Claimants also served two separate Notices of Discovery on January 16, 2001 which defendant responded to on February 5, 2001. Claimants have requested various contracts in their June 18, 2000 discovery request and allege that defendant has not responded to paragraph two of that request. Defendant has supplied a copy of an Affidavit from Dennis Mitchell, the Chief Financial Officer at University Hospital at Stony Brook which was sent to claimants allegedly on February 5, 2001 in response to claimants' request. In it he states that there were no contracts executed relative to the provision of medical services between University Hospital at Stony Brook and Stony Brook Surgical Associated, P.C. in effect during the academic year 1999-2000. In response to this Affidavit claimants are requesting an EBT of Dennis Mitchell or Arthur Amman. It would seem appropriate that further discovery on this matter be conducted and that the defendant be required to produce a person with knowledge of the contractual status between the two entities to the extent one exists.

Claimants have also requested certain hospital rules and regulations in their June 18, 2000 discovery request and their February 13, 2001 request. Defendant has responded by submitting an Affidavit of Irvin Krukenkamp, the Chief of the Division of Cardiothoracic Surgery in the Department of Surgery of University Hospital at Stony Brook. In it he states that there are no rules, regulations, procedures, manuals that are specific or unique to University Hospital at Stony Brook in effect in 1999 in the Department of Surgery at University Hospital at Stony Brook regarding the specific procedures outlined by claimants in their discovery request .

There also seems to have been a prior response from defendant that these rules have been updated and that they are not in possession of a copy of the rules in effect at the time of this incident. Claimants are requesting that the Court issue an order directing the defendant to produce the updated 2000 rules and regulations as well as a deposition of a witness from the Department of Surgery, presumably to testify as to the changes in the rules and regulations. Obviously, the issue of whether or not there were rules and regulations is muddled at best. Therefore, a deposition of a witness with knowledge regarding the existence of any rules and regulations is appropriate. Additionally, defendant is directed to produce, to the extent they exist, a copy of the 1999 rules and regulations or if they do not exist a copy of the updated 2000 rules and regulations.

Additionally, claimants are seeking information regarding previous similar surgeries performed at the hospital where the subject operation took place. Defendant has provided the statistics regarding the number of surgeries performed. Claimants are seeking further disclosure with regard to these operations and are specifically requesting the names of the surgeons who performed them as well as the complication rate. The Court is not inclined at this time to order the disclosure of this seemingly non-relevant material.

Claimants seem to suggest that an incomplete operating room log for November 12, 1999 was produced by defendant. Specifically, claimants assert that five items from this log have been omitted, including one entry which directly corresponds to this case. It appears that claimants are correct in their assertion and that the OR log was reproduced with a "post it" covering several entries listed on the log. Since this is the second time it has been produced in an incomplete manner the Court hereby directs defendant to produce the original at the next scheduled court conference or produce a witness with knowledge for a deposition.

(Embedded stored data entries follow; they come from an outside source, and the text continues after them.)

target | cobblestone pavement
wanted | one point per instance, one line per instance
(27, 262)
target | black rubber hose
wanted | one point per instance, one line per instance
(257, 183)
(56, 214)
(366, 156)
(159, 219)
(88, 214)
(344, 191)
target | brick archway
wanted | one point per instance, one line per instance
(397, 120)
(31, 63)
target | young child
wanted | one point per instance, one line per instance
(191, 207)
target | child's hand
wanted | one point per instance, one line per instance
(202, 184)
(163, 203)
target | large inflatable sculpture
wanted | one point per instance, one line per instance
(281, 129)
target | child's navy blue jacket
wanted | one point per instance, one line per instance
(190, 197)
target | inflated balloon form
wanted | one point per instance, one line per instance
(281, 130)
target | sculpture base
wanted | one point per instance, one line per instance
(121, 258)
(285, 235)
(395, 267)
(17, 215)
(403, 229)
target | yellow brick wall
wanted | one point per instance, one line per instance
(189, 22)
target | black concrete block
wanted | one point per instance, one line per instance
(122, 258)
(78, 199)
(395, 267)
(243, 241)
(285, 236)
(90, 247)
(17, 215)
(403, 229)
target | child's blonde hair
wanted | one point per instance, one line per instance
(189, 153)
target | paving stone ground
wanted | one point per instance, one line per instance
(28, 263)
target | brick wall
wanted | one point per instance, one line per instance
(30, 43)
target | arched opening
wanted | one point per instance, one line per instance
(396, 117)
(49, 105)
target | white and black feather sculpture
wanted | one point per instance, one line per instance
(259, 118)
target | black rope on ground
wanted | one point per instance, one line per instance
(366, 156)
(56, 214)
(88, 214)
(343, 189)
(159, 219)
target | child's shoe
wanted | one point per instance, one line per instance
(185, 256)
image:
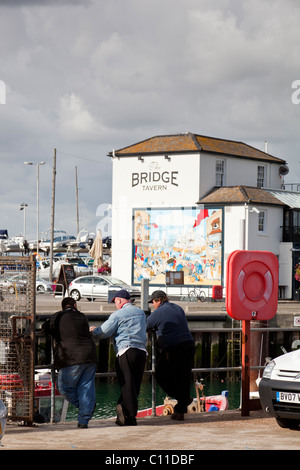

All discovery responses by both parties must be completed in good faith and as long as both sides have complied to the best of their abilities and in good faith then their obligations to the Court and each other are fulfilled. However, if at some point in the litigation process it becomes evident to the Court that one party or the other has not acted in good faith then the Court reserves its right to take whatever remedial measures it deems appropriate to rectify the situation if it arises.

Therefore, for the foregoing reasons, claimants' motion to compel discovery is granted in part and denied in part to the extent stated herein.